If you want to understand what’s going on in Washington, as the Trump Administration and Congressional conservatives push the stealth privatization of the Veteran’s Health Administration (VHA), check out the new documentary Citizen Jane: Battle for the City or read James C. Scott’s brilliant book Seeing like a State: How Certain Schemes to Improve the Human Condition Have Failed. Both the film and the book will help opponents of VHA privatization better understand the underlying philosophy and vision (or lack of it) that is guiding current debates in Washington.

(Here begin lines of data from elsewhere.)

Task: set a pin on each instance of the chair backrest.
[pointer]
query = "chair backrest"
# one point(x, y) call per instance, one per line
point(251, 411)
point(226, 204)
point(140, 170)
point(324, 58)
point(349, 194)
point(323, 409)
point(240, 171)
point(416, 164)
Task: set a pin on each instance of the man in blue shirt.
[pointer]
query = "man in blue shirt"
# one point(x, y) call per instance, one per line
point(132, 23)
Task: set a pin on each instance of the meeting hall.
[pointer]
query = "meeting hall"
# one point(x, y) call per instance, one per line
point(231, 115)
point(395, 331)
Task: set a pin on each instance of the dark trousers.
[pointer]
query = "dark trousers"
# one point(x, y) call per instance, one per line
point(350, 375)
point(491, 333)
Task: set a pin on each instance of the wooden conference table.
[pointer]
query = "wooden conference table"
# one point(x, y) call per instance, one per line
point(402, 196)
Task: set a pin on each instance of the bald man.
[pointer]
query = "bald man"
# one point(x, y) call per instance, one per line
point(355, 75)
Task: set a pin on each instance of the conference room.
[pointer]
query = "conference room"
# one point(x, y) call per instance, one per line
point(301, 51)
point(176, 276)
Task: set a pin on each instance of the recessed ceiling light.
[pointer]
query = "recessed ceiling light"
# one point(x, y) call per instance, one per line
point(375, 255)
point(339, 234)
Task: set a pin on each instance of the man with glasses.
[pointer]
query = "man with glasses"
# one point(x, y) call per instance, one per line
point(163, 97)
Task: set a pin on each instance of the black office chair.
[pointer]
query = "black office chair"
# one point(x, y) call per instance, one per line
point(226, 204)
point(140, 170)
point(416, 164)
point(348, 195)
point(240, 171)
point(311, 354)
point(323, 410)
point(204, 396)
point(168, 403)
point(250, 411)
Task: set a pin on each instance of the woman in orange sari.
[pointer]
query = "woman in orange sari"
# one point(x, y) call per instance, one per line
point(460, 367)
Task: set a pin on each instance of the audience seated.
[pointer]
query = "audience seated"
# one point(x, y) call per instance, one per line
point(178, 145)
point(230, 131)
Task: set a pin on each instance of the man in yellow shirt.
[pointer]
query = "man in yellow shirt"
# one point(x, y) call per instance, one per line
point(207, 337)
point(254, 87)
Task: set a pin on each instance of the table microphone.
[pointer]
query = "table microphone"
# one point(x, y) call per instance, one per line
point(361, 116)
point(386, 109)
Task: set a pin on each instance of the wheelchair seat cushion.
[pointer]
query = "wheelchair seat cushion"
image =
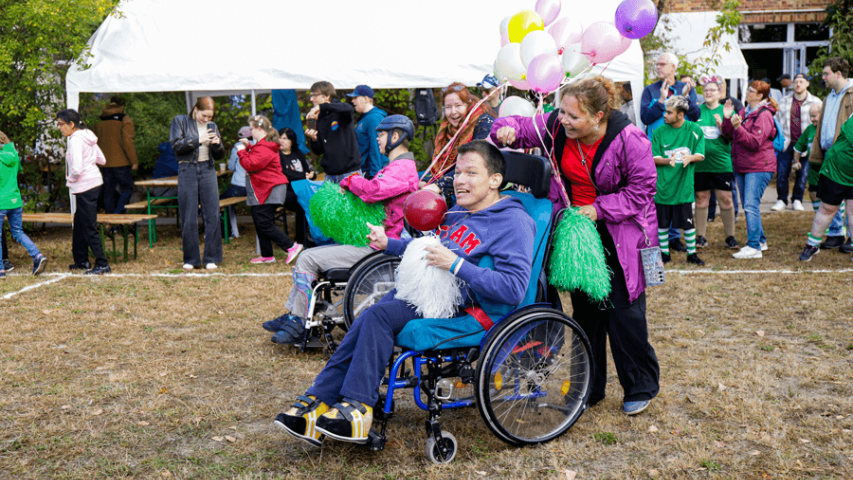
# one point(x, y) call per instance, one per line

Citizen Jane recounts the battle between the great urban activist Jane Jacobs, author of The Death and Life of Great American Cities and urban planner (and destroyer) Robert Moses. In the name of “slum clearance” and improving the lives and health of city dwellers, Moses cut a swath of destruction through America’s cities that rivaled that of Sherman’s March through Georgia during the Civil War.
Scott offers a similar critique in a different format. His classic book catalogues a series of high-minded efforts on the part of elite planners to remedy the human condition. Among the examples he explores are the planned cities — of the sort promoted by Moses – like Brasilia and Chandigarh. Jacobs fought against a vision of the city, which created nightmarish living and working conditions for the people planners purported to rescue.
Both Citizen Jane and Seeing Like a State expose the hubris of policy makers, legislators, and planners who, as Scott writes, “claim to speak about the improvement of the human condition with the authority of scientific knowledge,” and then “disallow other competing sources of judgment.”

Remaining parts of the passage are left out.